Find Your Way
June 08, 2002
Marshfield to Golden City

Today's Miles = 85.3
Average Speed = 10.7 mph
Maximum Speed = 37.1 mph
Total Miles = 1681.6

My decision to take the day off yesterday wasn't without consequence. I had a mail stop planned for Friday in the nearby town of Ash Grove but I had just taken Friday off. This meant that if I didn't want to have to hang around idly for two days until Monday I had to pick my mail up on Saturday. The only problem with this was that the Post Office in Ash Grove closed at 11:00 and was a five-hour ride away.

I got up a little after 4:30 in the morning and was on the road by 5:00. I had never intended to do any riding on this trip in the dark, but the predawn traffic was extremely light and my tail lamp and reflectors made me quite visible to cars overtaking me from behind. I rode through the dawn, stopping only once in the morning for a quick breakfast at a service station. Around 10:15 I made it to Ash Grove and my mail.

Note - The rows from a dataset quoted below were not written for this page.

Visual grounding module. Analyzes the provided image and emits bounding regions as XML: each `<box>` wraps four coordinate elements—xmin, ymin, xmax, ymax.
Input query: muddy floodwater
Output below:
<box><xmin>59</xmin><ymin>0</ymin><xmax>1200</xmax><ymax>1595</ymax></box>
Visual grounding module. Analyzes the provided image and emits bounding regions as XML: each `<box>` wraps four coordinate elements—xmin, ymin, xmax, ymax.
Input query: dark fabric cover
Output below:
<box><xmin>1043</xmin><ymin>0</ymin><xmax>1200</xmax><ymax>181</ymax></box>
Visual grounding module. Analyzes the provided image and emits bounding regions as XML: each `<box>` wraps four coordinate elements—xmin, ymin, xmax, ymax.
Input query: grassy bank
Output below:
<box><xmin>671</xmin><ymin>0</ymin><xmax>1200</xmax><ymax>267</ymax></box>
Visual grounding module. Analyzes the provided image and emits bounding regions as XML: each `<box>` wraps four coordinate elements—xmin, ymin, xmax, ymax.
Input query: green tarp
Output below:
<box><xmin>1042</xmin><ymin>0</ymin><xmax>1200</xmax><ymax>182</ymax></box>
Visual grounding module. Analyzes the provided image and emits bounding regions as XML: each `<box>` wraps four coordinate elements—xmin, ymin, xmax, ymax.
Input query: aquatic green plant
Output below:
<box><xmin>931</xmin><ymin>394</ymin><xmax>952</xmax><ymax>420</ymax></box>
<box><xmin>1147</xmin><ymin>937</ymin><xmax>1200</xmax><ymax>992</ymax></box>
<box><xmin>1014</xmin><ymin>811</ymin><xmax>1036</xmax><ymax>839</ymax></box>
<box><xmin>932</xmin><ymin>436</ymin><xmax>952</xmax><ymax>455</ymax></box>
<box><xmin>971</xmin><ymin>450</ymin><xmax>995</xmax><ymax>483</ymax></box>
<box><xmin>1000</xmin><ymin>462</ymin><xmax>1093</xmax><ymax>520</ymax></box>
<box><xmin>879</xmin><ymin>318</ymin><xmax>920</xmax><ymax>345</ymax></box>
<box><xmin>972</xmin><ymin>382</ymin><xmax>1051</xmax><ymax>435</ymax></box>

With such an early start on the day I had pumped out fifty miles before lunchtime and it was too early to call the day over. The town of Golden City was another thirty miles down the road and seemed like a good goal for the day, so I once again started heading west.

I had thought that I was done with hills for awhile, but that wasn't to be. Westernmost Missouri had a surprising frequency and intensity of hills that didn't even show up as wiggles in the road on my map. Although they were nothing in comparison to what was behind me, they did wear me down as I finished what would be my highest mileage day to date.

Cooky's Cafe in Golden City is a well-established stop for cyclists passing through and I stopped there for dinner and to read their cyclist's logbook. The book had a handful of good tips for the miles ahead and I saw the names of some of the people I had recently met as they had signed in as they filed through over the past few days. Since Golden City lies just outside the reach of the Ozarks, the overwhelming theme of the logbook was westbounders congratulating themselves on finishing the worst, and eastbounders mustering courage for what lay ahead.